The website also states that the weekly discussions are a response to "the growing Black Lives Matter movement."
During last week's discussion, the Duke and Duchess of Sussex were joined by Chrisann Jarrett, QCT Trustee and co-founder of We Belong; Alicia Wallace, director of Equality Bahamas; Mike Omoniyi, founder of The Common Sense Network; and Abdullahi Alim, who leads the World Economic Forum's Global Shapers chapters across Africa and the Middle East.
Meghan described this time as a "moment of reckoning."
"In that self-reflection, it's acknowledging what mistakes we've all made," she said. "Each of us, individually, what have we done in our past? … So many people go, 'I need to own that.' "
Harry chimed in, "When it comes to institutional, systemic racism, it's there and it stays there because someone, somewhere is benefiting from it. We can't deny or ignore the fact that all of us have been brought up and educated to see the world differently, however, once you start to realize that there is that bias there, then you need to acknowledge it."
Meghan added that unconscious bias can take form in unexpected ways.
"It’s not just in the big moments, it’s in the quiet moments where racism and unconscious bias lies and thrives," she said. "It makes it confusing for a lot of people to understand the role that they play in that, both passively and actively.”
The discussion also focused on how young people can help make changes.
“You are the next generation of leadership which this world so desperately needs as it goes through this healing process," Harry said.
Meghan added, "There's nothing that's stopping you now, knowing that you have the attention of the world."
This isn't the first time the royal couple has spoken up about racism.
In 2016, Harry condemned the racist and sexist abuse of his then-girlfriend Meghan. Last week, he stressed the need to tackle institutional racism during a speech he recorded for this year's Diana Awards, a charity for young people set up to honor his late mother.
In a video message shown in the virtual ceremony, the Duke of Sussex said that “institutional racism has no place in our societies, yet it is still endemic.”
Some theorize that racism is what led to the Duke and Duchess' decision to "step back" as senior royals earlier this year.

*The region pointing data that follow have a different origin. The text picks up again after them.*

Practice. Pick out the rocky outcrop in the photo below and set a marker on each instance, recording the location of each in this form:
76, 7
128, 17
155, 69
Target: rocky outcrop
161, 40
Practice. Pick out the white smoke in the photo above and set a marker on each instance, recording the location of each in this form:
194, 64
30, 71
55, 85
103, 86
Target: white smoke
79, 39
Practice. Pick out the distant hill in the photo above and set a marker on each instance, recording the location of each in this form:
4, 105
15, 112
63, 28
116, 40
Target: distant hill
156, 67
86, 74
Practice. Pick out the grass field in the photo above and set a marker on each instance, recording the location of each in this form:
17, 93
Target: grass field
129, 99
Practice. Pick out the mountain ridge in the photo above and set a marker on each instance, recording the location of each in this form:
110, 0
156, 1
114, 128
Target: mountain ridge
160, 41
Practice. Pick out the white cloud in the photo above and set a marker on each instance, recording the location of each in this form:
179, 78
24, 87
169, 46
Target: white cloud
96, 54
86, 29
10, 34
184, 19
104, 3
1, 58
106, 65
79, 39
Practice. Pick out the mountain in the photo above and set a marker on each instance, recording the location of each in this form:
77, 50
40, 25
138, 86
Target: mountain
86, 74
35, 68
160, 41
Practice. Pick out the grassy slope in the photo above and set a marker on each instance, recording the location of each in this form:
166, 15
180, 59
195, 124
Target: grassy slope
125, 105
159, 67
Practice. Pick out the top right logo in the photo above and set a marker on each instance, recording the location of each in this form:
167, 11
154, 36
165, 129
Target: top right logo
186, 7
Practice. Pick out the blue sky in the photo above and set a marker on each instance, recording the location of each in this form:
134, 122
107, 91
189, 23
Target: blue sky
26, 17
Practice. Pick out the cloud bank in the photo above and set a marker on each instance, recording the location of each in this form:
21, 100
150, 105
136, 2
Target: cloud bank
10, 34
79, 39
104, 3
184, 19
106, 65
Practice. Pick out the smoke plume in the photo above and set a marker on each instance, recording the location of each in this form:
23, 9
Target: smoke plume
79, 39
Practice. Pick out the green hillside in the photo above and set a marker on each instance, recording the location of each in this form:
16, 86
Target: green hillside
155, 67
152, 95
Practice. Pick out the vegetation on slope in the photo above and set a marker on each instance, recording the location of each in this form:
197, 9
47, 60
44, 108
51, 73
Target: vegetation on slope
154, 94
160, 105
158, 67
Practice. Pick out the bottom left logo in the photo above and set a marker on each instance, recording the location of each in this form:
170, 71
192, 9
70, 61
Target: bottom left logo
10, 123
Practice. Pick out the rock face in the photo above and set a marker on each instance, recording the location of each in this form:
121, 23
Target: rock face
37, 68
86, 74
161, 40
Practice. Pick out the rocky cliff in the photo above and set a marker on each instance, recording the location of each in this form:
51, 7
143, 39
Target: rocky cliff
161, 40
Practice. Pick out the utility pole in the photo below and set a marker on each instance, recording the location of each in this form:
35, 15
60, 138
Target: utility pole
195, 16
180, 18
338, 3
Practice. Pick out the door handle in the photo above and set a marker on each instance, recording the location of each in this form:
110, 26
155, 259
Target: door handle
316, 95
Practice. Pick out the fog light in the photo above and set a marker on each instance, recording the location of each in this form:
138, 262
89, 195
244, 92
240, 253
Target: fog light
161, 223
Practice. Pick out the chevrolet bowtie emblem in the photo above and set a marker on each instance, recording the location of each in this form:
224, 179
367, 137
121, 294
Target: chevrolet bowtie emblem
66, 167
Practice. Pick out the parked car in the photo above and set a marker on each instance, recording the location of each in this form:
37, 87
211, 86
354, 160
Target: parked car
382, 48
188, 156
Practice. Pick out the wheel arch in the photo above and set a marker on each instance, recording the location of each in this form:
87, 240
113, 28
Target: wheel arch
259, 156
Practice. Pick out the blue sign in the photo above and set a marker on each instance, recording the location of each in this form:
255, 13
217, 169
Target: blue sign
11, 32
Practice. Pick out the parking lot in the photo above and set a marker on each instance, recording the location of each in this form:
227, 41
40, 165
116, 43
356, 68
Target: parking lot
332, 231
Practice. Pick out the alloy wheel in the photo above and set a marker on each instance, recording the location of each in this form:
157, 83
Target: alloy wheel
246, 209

On CNN's website, analyst Lisa Respers France made her theory plain: Meghan has been subjected to criticism by some Brits from the moment she appeared on the scene and "it's because of her race."
"Meghan, a biracial, divorced American actress, was far from what many envisioned as a fairy-tale match for a beloved member of the British royal family," France wrote. "While many in the U.K. welcomed her, the British tabloid media and a large swath of the Twitterverse were not kind."